The double blind, placebo-controlled study is being conducted at nine centres across Canada. The primary objective of the study is to determine the difference in new lesion activity in the Micellar Paclitaxel treatment groups relative to the control group during the treatment phase as demonstrated by magnetic resonance imaging (MRI). Patients are receiving placebo or Micellar Paclitaxel at 50 mg/m2 or 75 mg/m2 every four weeks for a total of six doses (with a 12-week follow-up period).
Multiple sclerosis is a chronic inflammatory and progressive disease, with debilitating neurological symptoms occurring over a period of several years.
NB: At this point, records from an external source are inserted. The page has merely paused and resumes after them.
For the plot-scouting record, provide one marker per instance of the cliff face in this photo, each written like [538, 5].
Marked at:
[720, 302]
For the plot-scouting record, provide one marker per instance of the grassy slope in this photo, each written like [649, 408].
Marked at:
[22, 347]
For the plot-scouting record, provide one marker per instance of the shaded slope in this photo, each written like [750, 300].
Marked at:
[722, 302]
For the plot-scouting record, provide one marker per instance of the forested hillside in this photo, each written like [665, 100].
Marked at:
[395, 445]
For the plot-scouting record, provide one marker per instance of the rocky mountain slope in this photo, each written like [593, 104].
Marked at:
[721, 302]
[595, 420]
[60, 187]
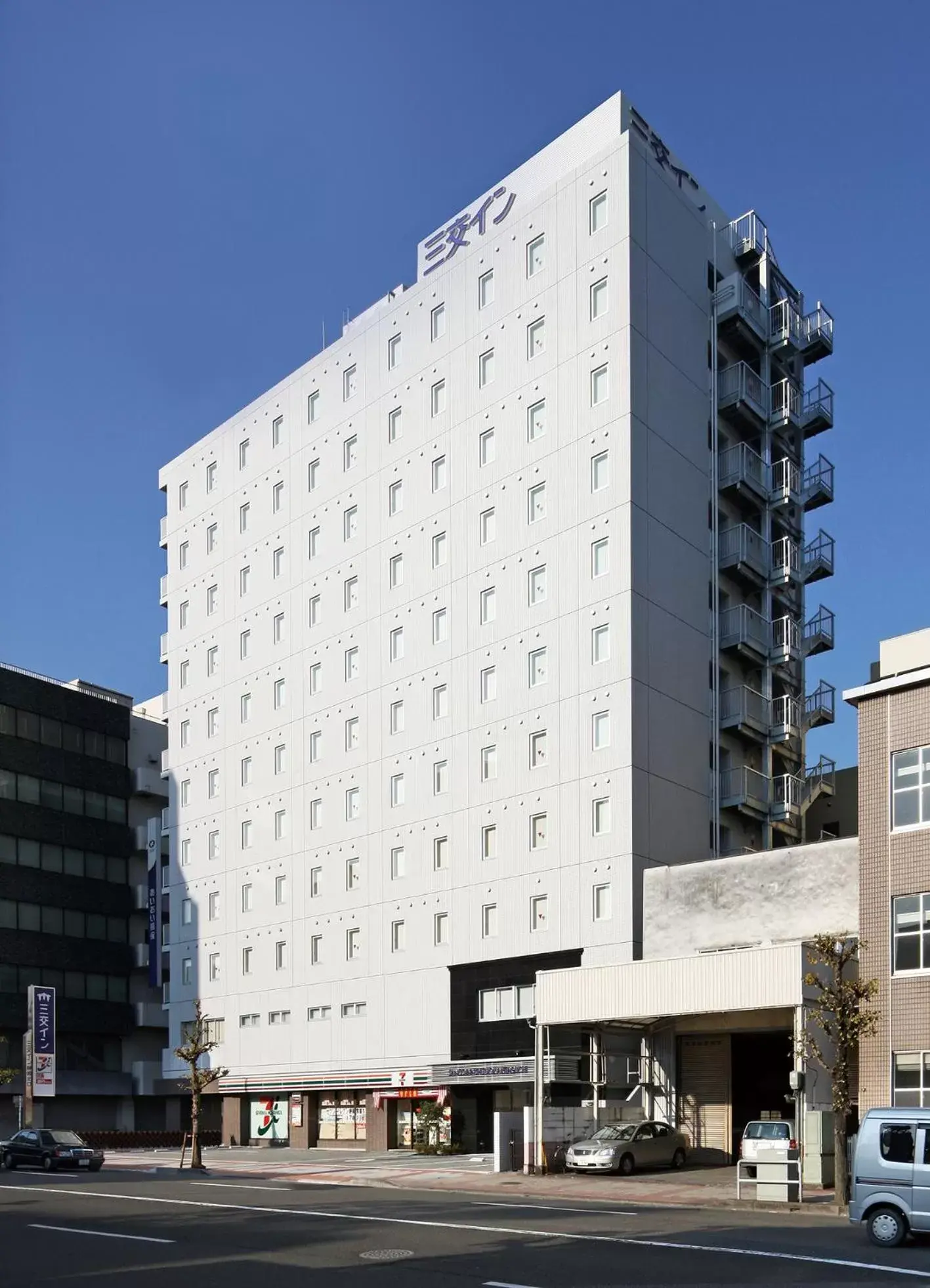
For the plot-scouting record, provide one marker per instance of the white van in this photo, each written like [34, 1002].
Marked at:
[891, 1179]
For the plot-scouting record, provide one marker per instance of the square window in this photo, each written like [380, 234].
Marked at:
[488, 684]
[536, 420]
[539, 668]
[440, 777]
[398, 863]
[440, 701]
[597, 213]
[536, 338]
[539, 832]
[599, 387]
[536, 503]
[536, 257]
[598, 299]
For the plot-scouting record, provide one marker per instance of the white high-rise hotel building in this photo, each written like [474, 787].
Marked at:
[494, 603]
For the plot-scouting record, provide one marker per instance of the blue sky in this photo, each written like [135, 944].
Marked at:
[190, 188]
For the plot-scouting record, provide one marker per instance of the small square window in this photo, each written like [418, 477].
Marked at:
[597, 213]
[536, 420]
[539, 668]
[536, 257]
[599, 387]
[536, 338]
[598, 299]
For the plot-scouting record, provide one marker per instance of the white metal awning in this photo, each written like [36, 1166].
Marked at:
[744, 979]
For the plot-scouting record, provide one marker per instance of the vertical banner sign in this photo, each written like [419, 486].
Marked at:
[154, 853]
[41, 1002]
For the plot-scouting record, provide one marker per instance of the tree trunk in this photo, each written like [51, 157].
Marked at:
[196, 1161]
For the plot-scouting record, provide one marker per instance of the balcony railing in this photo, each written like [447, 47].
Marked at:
[749, 236]
[817, 483]
[818, 557]
[818, 408]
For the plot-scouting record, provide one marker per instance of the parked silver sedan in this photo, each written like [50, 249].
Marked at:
[625, 1147]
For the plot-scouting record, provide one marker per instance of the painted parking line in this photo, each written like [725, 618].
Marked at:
[629, 1241]
[101, 1234]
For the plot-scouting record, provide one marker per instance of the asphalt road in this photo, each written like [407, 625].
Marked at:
[154, 1230]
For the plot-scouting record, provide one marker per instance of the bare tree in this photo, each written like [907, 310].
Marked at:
[196, 1045]
[843, 1016]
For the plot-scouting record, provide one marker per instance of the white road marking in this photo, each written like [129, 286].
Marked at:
[547, 1207]
[101, 1234]
[488, 1229]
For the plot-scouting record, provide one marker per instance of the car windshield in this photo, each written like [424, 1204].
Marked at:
[615, 1132]
[767, 1131]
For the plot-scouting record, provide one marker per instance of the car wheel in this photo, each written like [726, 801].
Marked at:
[887, 1226]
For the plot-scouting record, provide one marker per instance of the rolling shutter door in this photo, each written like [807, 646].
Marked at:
[705, 1096]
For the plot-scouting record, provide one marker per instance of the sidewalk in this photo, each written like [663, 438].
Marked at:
[692, 1188]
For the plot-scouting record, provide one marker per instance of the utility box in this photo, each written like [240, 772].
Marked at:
[818, 1148]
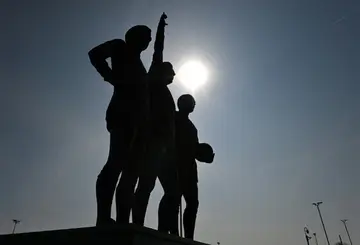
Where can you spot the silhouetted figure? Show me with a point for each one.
(160, 152)
(126, 117)
(188, 149)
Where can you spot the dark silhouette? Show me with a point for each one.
(160, 153)
(126, 118)
(188, 149)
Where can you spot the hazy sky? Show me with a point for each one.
(281, 109)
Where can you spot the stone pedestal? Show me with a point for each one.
(119, 235)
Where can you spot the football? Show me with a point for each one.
(205, 153)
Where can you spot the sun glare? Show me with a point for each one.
(192, 74)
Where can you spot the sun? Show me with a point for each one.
(193, 74)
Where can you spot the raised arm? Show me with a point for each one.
(159, 41)
(100, 53)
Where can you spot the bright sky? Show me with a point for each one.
(280, 108)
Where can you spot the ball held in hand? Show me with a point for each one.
(205, 153)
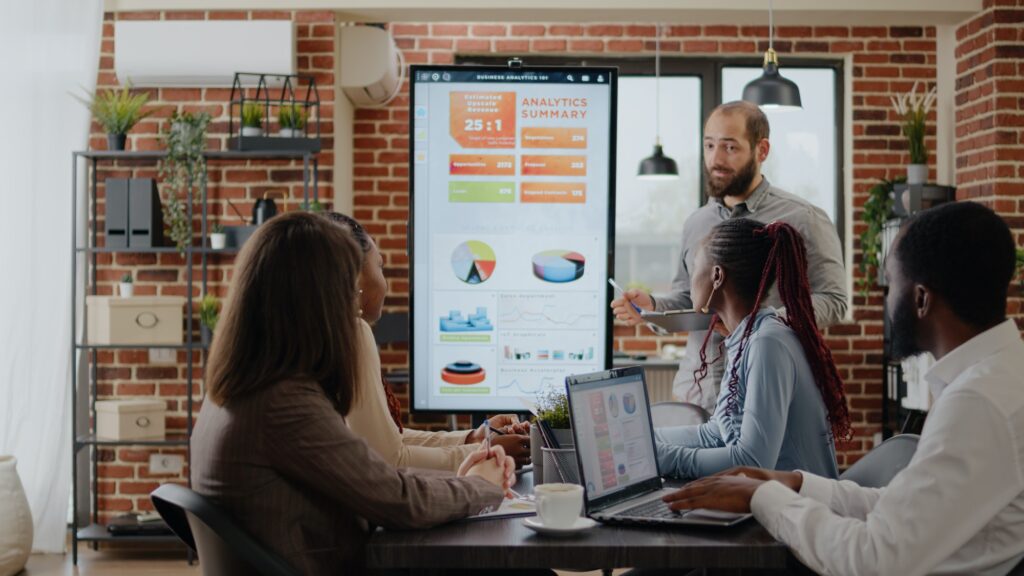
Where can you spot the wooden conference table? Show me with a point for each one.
(506, 543)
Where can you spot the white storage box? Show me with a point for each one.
(142, 320)
(130, 419)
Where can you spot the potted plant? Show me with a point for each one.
(217, 237)
(912, 110)
(878, 209)
(252, 119)
(182, 170)
(127, 288)
(292, 121)
(209, 313)
(117, 111)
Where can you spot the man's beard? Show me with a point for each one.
(736, 187)
(904, 322)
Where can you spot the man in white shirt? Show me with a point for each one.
(958, 505)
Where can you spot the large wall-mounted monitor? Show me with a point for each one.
(512, 225)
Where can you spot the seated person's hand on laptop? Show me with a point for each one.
(625, 313)
(496, 467)
(730, 491)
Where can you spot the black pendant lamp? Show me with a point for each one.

Although the disease does not result in early death, it disables patients by disturbing vision, strength, balance and sensation, as well as causing fatigue and cognitive problems. The estimated 2000 U.S. treatment market for all MS patients is US$704 million.
Many pharmaceutical therapies are currently under clinical development such as systemic Micellar Paclitaxel for secondary progressive multiple sclerosis (Phase 2).